I honestly can’t recall any one person’s advice that has stuck with me to this day, but I can say that one thing that has impacted me so much as an athlete was the fact that my coaches treated me no different than any other athlete. I would do what everyone else did and I would do it well. They took no pity on me and they molded me to take on any challenge that came my way in the sport. I came out stronger because of every coach I’ve had along the way. If I came upon a movement or workout that I wasn’t sure of, I had to figure it out because I wasn’t going to sit back and watch.
What advice do you have for others?
Everyone has setbacks, some are bigger than others, but we all have them. It’s our job to push past the hard times and see the light within the dark. Don’t blame others and don’t have hatred in your heart. Remember that all things happen for a reason. Why did this happen to you? If you don’t know yet, get up and find out. The great people of this world went through setbacks and from those setbacks came greatness. You have two choices, you can either sit and fear everything and constantly be unhappy or you can accept everything as a blessing and fear nothing and be incredibly happy.
Can you talk about some of the differences you see as an athlete who competes in CrossFit versus more traditional sports.

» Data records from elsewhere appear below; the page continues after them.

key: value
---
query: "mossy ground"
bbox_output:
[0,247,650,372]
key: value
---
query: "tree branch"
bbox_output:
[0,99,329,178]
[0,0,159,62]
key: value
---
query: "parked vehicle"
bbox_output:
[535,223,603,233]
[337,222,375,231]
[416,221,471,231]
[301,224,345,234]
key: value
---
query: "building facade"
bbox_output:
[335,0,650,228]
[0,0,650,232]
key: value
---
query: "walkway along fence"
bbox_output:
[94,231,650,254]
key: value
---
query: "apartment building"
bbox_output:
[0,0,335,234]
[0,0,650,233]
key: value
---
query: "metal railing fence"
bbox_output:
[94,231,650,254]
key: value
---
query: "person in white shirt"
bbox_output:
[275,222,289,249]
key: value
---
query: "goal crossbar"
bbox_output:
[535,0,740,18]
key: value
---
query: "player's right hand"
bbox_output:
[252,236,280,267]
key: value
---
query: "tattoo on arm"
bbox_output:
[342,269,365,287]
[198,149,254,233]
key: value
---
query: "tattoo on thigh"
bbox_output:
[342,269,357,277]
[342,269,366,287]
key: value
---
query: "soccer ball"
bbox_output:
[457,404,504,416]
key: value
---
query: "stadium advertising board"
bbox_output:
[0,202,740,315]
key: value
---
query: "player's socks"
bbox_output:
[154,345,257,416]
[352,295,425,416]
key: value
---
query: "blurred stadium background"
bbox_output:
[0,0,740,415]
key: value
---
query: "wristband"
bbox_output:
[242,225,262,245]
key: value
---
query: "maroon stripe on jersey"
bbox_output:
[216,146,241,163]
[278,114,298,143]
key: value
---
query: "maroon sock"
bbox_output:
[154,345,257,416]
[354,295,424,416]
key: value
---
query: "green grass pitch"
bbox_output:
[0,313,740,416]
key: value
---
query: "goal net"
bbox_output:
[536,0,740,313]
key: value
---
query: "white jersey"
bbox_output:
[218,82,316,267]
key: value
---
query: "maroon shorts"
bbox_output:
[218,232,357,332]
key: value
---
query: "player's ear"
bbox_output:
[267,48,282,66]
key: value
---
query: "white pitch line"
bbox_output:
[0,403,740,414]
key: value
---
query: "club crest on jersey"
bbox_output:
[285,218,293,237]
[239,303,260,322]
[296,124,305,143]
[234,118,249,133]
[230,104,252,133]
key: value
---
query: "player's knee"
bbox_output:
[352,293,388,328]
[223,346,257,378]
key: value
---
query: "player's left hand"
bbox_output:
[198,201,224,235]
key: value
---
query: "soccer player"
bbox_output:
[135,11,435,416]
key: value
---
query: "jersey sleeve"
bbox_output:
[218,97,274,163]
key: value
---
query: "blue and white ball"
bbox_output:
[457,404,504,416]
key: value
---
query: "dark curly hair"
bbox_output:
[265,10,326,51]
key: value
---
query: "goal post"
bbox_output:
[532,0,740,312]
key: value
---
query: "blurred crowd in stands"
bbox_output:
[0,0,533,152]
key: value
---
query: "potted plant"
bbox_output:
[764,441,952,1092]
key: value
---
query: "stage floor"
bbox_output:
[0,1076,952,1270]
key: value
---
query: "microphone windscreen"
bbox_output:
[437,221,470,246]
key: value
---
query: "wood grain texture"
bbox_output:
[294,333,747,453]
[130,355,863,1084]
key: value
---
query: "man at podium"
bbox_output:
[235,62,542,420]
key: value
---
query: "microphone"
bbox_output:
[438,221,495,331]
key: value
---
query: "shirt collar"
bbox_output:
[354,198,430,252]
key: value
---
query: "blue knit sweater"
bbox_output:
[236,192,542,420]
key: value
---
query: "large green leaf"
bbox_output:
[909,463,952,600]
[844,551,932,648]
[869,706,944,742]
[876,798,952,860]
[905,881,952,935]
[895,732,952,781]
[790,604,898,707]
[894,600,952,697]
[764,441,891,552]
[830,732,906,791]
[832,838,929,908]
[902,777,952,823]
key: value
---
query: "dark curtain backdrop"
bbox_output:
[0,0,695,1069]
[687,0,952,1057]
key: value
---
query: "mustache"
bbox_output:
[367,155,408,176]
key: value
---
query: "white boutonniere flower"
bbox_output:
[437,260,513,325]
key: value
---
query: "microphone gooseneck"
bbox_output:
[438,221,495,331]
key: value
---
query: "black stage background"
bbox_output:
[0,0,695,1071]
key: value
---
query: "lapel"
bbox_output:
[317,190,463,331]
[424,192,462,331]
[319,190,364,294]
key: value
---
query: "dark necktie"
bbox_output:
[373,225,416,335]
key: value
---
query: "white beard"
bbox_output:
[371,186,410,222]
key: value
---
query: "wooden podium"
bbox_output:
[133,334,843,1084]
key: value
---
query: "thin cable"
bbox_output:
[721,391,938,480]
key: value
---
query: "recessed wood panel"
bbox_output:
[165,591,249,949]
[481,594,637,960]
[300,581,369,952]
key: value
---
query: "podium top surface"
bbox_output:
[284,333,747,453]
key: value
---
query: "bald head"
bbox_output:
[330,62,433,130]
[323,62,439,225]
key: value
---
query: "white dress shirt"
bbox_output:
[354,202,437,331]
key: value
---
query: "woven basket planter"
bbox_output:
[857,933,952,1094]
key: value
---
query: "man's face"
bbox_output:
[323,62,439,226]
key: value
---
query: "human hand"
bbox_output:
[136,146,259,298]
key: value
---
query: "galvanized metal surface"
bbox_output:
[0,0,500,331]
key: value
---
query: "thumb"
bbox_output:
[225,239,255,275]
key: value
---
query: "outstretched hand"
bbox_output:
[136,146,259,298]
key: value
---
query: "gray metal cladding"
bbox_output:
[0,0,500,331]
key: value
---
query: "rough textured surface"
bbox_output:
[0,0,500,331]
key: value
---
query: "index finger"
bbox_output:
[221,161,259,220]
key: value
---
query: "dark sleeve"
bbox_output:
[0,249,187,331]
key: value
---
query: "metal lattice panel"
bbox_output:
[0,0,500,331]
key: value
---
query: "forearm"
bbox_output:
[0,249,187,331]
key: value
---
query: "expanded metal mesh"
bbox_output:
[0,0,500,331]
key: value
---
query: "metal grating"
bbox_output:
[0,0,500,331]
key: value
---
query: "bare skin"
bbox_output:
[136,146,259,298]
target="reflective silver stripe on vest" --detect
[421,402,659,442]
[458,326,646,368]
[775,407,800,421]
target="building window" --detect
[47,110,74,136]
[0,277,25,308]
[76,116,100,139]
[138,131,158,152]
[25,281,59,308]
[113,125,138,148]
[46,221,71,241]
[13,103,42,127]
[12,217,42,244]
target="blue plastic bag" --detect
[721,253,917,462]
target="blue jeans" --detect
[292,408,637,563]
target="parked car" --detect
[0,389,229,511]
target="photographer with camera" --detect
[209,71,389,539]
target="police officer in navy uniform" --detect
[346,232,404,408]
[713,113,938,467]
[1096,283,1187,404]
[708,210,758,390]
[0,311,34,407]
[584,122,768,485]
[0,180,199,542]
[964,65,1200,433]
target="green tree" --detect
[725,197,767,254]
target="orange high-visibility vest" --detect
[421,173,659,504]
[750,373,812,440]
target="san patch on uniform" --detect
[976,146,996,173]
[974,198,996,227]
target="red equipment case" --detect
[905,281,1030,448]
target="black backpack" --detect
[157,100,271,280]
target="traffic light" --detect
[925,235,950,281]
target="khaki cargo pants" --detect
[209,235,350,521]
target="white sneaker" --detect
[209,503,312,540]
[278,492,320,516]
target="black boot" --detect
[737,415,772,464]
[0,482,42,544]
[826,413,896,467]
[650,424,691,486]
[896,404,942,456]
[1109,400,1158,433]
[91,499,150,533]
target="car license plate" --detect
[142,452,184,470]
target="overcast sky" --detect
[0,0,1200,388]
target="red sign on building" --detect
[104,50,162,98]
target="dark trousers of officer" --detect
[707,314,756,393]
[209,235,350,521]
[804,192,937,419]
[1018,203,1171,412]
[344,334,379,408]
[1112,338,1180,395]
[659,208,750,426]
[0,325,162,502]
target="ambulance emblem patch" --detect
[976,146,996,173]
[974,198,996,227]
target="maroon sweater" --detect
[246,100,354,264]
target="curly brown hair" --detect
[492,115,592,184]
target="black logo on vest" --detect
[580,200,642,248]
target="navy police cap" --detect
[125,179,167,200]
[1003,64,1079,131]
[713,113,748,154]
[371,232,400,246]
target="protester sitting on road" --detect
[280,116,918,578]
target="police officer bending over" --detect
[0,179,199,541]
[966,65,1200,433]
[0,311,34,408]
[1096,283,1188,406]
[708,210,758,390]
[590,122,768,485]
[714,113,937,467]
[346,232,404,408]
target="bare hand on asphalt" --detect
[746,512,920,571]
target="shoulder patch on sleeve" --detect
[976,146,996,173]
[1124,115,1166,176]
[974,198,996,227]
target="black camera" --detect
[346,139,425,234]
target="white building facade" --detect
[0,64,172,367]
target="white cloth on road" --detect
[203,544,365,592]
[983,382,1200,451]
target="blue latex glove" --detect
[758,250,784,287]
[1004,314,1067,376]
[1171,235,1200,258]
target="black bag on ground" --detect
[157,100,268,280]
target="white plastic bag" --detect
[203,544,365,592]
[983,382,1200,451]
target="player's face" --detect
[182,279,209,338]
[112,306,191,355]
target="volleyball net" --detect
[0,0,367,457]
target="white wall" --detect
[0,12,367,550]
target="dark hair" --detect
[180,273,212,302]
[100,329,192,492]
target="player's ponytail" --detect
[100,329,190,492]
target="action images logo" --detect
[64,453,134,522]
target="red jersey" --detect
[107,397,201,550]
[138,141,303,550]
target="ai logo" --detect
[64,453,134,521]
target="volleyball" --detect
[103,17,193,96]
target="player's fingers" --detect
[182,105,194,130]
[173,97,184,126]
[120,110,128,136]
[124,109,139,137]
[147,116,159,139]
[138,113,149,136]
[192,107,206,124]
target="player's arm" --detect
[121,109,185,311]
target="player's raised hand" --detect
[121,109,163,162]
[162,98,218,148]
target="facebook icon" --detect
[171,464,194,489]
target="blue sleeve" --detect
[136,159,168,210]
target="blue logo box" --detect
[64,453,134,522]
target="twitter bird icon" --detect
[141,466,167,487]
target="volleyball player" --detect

I honestly believe that any and all competitive athletes are wired the same. We must be strong not only physically, but also mentally. Competitive athletes come in all shapes and sizes and it’s the heart that makes the athlete. You can’t coach drive and passion because that comes from within. The athlete that competes is the person who can stay strong mentally through the chaos. The athlete that competes is the person who doesn’t allow him or herself to be mediocre. They all strive to be better.
How much is nutrition and diet a part of CrossFit and your daily life?
I’ve become less strict about my diet over the year because we have to learn to treat ourselves sometimes. I enjoy having a beer with friends and I enjoy pizza. I stick to a healthy meal plan during the week and treat myself on the weekend. When a competition is around the corner I leave alcohol and keep the treats to a minimum.
How much of a presence has social media changed CrossFit and how much time do you have to put into it?
I don’t know how much it’s changed CrossFit as a sport, but it has been a great way to connect our community. We get to follow elite athletes and see how they train and live their lives. We get to see people all over the world participating in the sport we love. Social media has united us. You can take Kevin Ogar, for example, after his accident everyone came together to help support Kevin. We united as a community online and sent him love from every corner. Social media is a great tool to keep the CrossFit family united.
Outside of CrossFit, what are some of your other aspirations?
Next year I will be training with an incredible Paralympic coach in the hopes of qualifying for Rio and representing Team USA in track and field throwing javelin. I was training day in and day out earlier this year but landed myself a foot injury that led to surgery and have been on hold till next year.
How does the appeal of sports let you influence a greater number of people?
CrossFit and my involvement in it has given people a new light into what they can achieve. They see a woman with one arm doing what seems to be impossible and they go back and question themselves. What’s my excuse? Why am I not out there doing what I love? It gives them that extra spark they need. We are all capable of great things if we can just believe in ourselves.
Is there any advice you would have liked to give yourself when you first started out?
Tomorrow is too late, do it now and regret nothing. I wish I knew then what I was truly capable of, but it did come within time and I’m okay with that. But I’ve learned to never take things for granted and take opportunity when it arises.